Hospitals and health systems are facing rising costs for labor, supplies, medications and infrastructure needed to deliver care, putting pressure on their ability to maintain services in communities nationwide, according to the American Hospital Association's annual Costs of Caring report.
"These strains are jeopardizing hospitals' ability to provide around-the-clock care and services that patients and communities need," said Rick Pollack, president and CEO of the American Hospital Association.
Workforce costs remain hospitals' largest expense, accounting for nearly two-thirds of total spending. Labor expenses rose roughly 5% from the previous year as hospitals continue competing for nurses, physicians, and other clinical staff. Meanwhile, patient care expenses climbed sharply as well, rising 7.5%, driven largely by higher input costs. Supply expenses increased 9.9%, while drug costs surged 13.6%, according to the report.
Hospitals are also treating more patients with complex conditions, which requires additional staffing, monitoring and specialized care. Between 2019 and 2024, approximately 36% of hospital expense growth was tied to treating a higher volume of patients, while roughly 19% reflected care for sicker, more complex cases.Rising administrative costs linked to commercial insurer requirements add further strain. In 2025, hospitals spent nearly $18 billion overturning claims denials alone, with total collection efforts estimated at $43 billion for care already delivered.

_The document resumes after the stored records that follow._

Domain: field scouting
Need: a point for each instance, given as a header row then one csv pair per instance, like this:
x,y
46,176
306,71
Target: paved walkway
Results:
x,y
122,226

Prior authorization requirements, claims denials, repeated documentation requests and evolving billing rules require hospitals to maintain large billing, coding, utilization management and appeals teams, the report said. Clinicians are frequently pulled away from patient care to complete forms, participate in peer-to-peer reviews and provide documentation of medical necessity.
In 2024, the average hospital employed about 64 administrative and billing staff dedicated to these functions — roughly 6.5% of total hospital employment. The burden is particularly acute for patients with complex conditions and service lines prone to higher denial rates, often triggering multiple rounds of review and appeals.
Hospital leaders note that the growing administrative workload contributes to clinician burnout, compounding workforce challenges across the health care system.
Many hospital services operate at a financial loss, the study found. About 56% of costs are tied to service lines where reimbursement falls short of care delivery costs, including behavioral health, obstetrics, infectious disease treatment, and specialized burn and wound care. Despite these financial pressures, such services remain essential for communities, as many are available primarily through hospitals.